Premiado em Cannes e no Festival do Rio, Levante é um filme que pulsa com a energia de sua protagonista, Sofia interpretada com garra e sagacidade por Ayomi Domenica. Escrito e dirigido pela estreante em longa Lillah Halla, o filme tira do duplo sentido de seu título seu mote: a ação de levantar a bola no vôlei que as personagens praticam, e na ação de uma amiga levantar a outra nos momentos de maior dificuldade.
O retrato de jovens de uma comunidade periférica que encontra na companhia mútua a força para seguir em frente e encarar as adversidades juntas é feito com paixão e força real com a direção precisa de Halla, premiada no Festival do Rio. A fotografia de Wilssa Esser transita entre o realismo e algo de fantasia que se torna necessária nos momentos de maior pressão para que as personagens enfrentem a vida.
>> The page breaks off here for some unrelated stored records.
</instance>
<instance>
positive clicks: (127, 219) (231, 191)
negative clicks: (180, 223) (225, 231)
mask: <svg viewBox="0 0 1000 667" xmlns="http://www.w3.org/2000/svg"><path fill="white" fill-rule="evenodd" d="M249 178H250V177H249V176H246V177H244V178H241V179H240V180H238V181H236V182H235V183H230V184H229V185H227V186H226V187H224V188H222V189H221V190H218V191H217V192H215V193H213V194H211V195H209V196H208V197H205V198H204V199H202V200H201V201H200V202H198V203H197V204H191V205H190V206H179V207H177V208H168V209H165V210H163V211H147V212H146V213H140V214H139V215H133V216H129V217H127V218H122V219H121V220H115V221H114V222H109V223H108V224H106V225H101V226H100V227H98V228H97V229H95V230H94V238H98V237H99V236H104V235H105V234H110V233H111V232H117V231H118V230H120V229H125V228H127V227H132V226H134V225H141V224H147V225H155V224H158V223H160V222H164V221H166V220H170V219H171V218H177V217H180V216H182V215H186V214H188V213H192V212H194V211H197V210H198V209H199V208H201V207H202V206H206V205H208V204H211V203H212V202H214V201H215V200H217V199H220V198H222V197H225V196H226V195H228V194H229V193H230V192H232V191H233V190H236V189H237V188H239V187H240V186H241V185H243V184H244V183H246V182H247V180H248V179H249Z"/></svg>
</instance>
Sofia é destaque no time de vôlei, sob o comando de Sol (Grace Passô), sua performance a coloca na disputa por uma bolsa de estudos para jogar em outro país. O protagonismo dessa personagem, mulher, periférica e negra, já coloca o filme em outro patamar, mas isso não seria o suficiente se a criação de Halla, que assina o roteiro com María Elena Morán, não desse à protagonista capacidade de agência.
A diversidade, de corpos e visões de mundo, entre as jovens personagens é celebrada por Levante que encontra nelas a mesma diversidade do mundo contemporâneo. Mas, não se engane, o filme não é ingênuo. Há um ponto de virada na vida dessa garota que a colocará numa posição de escolha, e, novamente, o filme dá a Sofia a possibilidade de agir.
Quando a protagonista se descobre grávida, ela precisa tomar uma decisão. Seguir em frente com a gravidez e perder a bolsa de estudos, ou interromper e se mudar para outro país. Nesse momento, porém, Levante se torna ainda mais áspero: a socidade em que Sofia vive, como sabemos, é machista e violenta. Tomando sempre o ponto de vista dessa personagem, o filme acompanha seu calvário de opressão.
Halla não nos poupa, não toma caminhos que desviem o conflito. O mundo é cruel, e o filme vai mostrar isso sem piedade mesmo. Se todos os dias mulheres têm de encarar essa opressão e violência do machismo e do patriarcado, porque desviar disso na tela? Ainda assim, a cineasta encontra possibilidades de uma utopia, de um sopro de esperança – mesmo que seja ainda apenas na tela, já que no mundo real temos um longo caminho para percorrer.